Принятая в Чикаго республиканская платформа недвусмысленно заявляла «о пересмотре тарифа на специальной сессии Конгресса сразу после инаугурации следующего президента… Во всяком тарифном законодательстве истинный принцип протекционизма лучше всего поддерживается введением таких пошлин, которые равны разнице между стоимостью производства внутри страны и за рубежом, плюс разумная прибыль для американских отраслей промышленности. Мы выступаем за установление максимальных и минимальных ставок, которыми президент управляет в рамках ограничений, установленных законом: максимум применяется для противодействия дискриминации со стороны иностранных государств в отношении американских товаров, поступающих на их рынки, а минимум представляет собой стандартную меру внутренней защиты». Американская общественность, независимо от партийной принадлежности, предполагала, что под «пересмотром», упомянутым в этом пункте республиканской платформы, подразумевается снижение тарифов, и полагала, исходя из высказываний и мнений мистера Тафта, что он понимает это точно так же.
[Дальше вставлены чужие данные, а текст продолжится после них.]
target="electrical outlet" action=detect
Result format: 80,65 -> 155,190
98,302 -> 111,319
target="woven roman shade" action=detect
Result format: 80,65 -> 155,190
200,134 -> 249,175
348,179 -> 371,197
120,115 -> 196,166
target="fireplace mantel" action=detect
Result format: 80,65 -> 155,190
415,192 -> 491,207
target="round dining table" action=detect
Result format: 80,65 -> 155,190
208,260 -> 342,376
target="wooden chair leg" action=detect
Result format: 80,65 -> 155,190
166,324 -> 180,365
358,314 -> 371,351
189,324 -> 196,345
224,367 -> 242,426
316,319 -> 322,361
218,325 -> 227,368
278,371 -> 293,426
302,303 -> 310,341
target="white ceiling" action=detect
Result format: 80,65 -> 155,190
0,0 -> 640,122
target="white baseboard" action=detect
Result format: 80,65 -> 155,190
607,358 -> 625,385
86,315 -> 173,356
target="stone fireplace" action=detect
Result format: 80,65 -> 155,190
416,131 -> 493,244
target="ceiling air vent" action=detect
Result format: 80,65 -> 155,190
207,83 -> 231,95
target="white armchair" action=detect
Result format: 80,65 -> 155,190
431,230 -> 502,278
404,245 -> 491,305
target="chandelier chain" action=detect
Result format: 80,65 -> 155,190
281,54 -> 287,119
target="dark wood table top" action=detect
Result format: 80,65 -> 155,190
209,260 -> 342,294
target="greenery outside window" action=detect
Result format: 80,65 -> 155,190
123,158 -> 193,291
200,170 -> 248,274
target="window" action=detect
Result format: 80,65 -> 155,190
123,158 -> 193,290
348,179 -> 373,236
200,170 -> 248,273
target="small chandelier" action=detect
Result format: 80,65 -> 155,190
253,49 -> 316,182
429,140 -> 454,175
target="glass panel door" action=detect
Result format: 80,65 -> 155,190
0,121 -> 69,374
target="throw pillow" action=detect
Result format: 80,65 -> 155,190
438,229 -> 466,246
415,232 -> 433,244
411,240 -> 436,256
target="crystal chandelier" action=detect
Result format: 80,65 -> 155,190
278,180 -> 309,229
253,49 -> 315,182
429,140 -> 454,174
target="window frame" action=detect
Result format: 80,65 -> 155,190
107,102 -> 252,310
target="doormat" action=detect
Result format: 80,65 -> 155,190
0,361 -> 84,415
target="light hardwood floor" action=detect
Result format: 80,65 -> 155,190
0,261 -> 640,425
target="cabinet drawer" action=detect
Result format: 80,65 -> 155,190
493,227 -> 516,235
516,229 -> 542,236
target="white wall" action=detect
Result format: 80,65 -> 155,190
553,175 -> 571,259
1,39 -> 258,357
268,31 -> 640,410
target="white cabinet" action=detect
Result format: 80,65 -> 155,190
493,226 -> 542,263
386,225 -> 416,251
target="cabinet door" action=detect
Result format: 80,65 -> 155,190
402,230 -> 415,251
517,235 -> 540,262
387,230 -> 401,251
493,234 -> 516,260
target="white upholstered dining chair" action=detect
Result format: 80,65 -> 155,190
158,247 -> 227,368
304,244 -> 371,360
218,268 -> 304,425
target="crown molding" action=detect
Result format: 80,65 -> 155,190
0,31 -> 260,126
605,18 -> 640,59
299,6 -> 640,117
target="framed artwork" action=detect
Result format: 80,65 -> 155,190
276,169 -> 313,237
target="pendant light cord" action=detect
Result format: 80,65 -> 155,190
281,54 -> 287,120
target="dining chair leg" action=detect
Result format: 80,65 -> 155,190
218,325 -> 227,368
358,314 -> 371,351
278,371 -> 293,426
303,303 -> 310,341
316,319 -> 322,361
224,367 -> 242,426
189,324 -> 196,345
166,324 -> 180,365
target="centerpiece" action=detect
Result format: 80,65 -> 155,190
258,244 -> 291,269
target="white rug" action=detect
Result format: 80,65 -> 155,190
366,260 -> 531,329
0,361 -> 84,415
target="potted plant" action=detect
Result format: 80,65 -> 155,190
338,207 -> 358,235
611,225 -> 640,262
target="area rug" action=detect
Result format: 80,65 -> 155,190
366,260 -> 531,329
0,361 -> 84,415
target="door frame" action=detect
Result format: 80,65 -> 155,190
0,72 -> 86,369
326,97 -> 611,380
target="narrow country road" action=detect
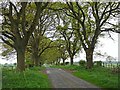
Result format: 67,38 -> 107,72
46,67 -> 100,90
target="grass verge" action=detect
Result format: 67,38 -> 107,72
52,65 -> 119,89
2,67 -> 51,88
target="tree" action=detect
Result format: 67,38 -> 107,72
29,4 -> 56,66
57,14 -> 81,65
1,2 -> 48,71
65,2 -> 120,68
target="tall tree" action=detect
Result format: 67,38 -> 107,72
65,2 -> 120,68
57,14 -> 81,65
2,2 -> 48,71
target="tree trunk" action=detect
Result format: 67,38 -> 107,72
63,59 -> 65,65
86,49 -> 93,69
34,55 -> 39,66
70,57 -> 73,65
17,49 -> 25,72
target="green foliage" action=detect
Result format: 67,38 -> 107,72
79,60 -> 86,66
94,61 -> 102,66
2,67 -> 51,88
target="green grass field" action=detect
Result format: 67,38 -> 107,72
52,65 -> 118,88
2,67 -> 51,88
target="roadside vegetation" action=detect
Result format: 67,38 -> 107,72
2,67 -> 51,89
51,65 -> 118,89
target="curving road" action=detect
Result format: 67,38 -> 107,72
46,67 -> 101,90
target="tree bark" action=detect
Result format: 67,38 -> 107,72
34,56 -> 39,66
70,57 -> 73,65
86,49 -> 93,69
17,49 -> 25,72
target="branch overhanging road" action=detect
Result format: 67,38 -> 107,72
46,67 -> 101,90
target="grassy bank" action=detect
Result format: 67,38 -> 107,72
2,67 -> 51,88
52,65 -> 118,88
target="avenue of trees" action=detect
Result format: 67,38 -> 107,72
0,2 -> 120,71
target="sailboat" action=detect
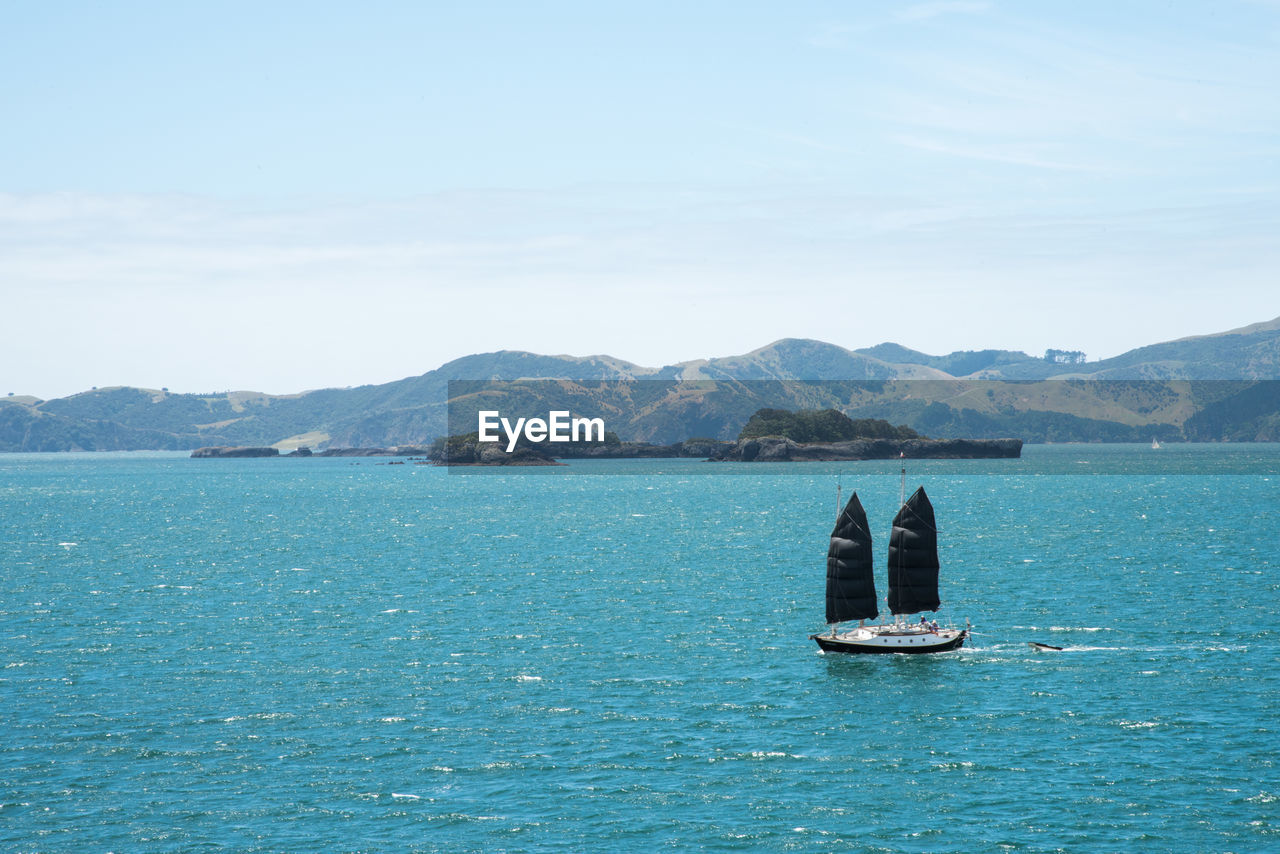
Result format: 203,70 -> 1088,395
809,481 -> 969,653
Он немедленно созвал специальную сессию Конгресса, и новый тарифный законопроект был подготовлен под руководством Серено Э. Пейна, конгрессмена-республиканца консервативного толка, председателя Комитета по путям и средствам, и Нельсона В. Олдрича, сенатора от Род-Айленда, ангела-хранителя и фактического распорядителя крупных интересов. В течение нескольких месяцев эти джентльмены руководили подготовкой нового законопроекта. Пейн уже имел опыт проведения тарифного акта Мак-Кинли в 1890 году и тарифного акта Дингли в 1897 году. Комитетская комната снова была набита жадными протекционистами, которые за определенное вознаграждение получали от правительства ту прибыль, за которую платили. Ни Пейн, ни Олдрич не имели ни малейшего представления о том, что установление тарифных ставок в целях обобщения отдельных лиц и фирм является глубоко коррупционной практикой. Когда республиканский сенатор, искренне полагавший, что пересмотр приведет к снижению тарифов, попытался выразить протест частным образом, в ответ он услышал: «Где мы возьмем средства на избирательную кампанию?» Наконец, после некоторых дебатов между Палатой представителей и Сенатом — дебатов, которые не убавили чудовищности этого документа, — законопроект Пейна — Олдрича был принят Конгрессом и подписан президентом Тафтом, заслужив сомнительную славу худшего документа по сравнению с предшествовавшими ему тарифами Мак-Кинли и Дингли.